# Assembling a highwayman



## kiro the avenger! (Nov 8, 2010)

So for the role play I mentioned earlier... I've changed my mind... 
I'll be a highway man...
But I don't know how to represent one
I was thinking pistolier with head change...
However.... I have a ~£10 budget and a box of pistoliers is £17
So I was thinking build a highway man of bits from bitsandkits
Problem is... I've never built a pistolier and so don't know how they fit together, or what bits I'll need...

So do you have any alternative ideas? Or advice on how a pistolier fits together?

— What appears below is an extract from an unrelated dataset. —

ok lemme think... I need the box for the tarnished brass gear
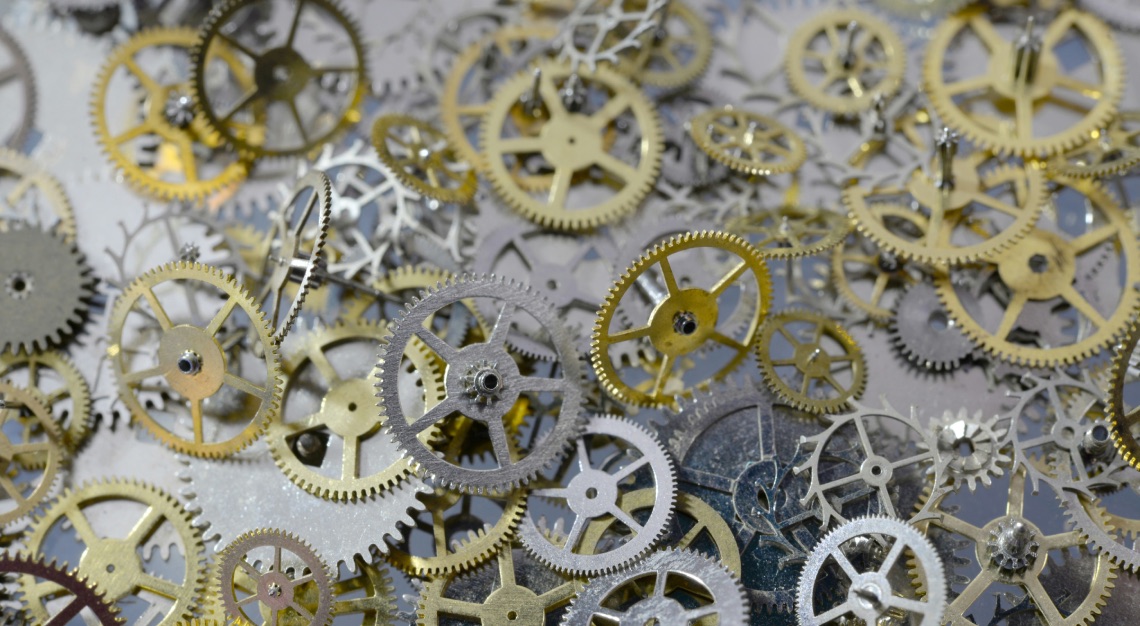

EDIT: I added up what I thought I need for the pistolier, with what looked like a right handed pistol, and a left handed one, it came to ~£5.50 without P&P, which I a very reasonable price IMO
If you like I could spend an evening copy/pasting the links to the parts I was thinking of 

Another problem with bitsandkits is that there NEVER seems the the parts you want in stock, so that's a problem :/


----------



## Steaknchips (Dec 28, 2009)

Have you considered the Witch hunter?

£10 on the nose, could get the bits for a horse seperatly from bits and kits and then just model him standing by it on a larger base?


----------



## kiro the avenger! (Nov 8, 2010)

Steaknchips said:


> Have you considered the Witch hunter?
> 
> £10 on the nose, could get the bits for a horse seperatly from bits and kits and then just model him standing by it on a larger base?


I had considered that, but it looks like it would be very hard to model him on a horse, as just lopping him in half and sticking the torso on some cavalry legs won't work, as his pistol lies below the belt 
I think he'll be my last resort and have a foot slogging dude if an appropriate horse isn't viable


----------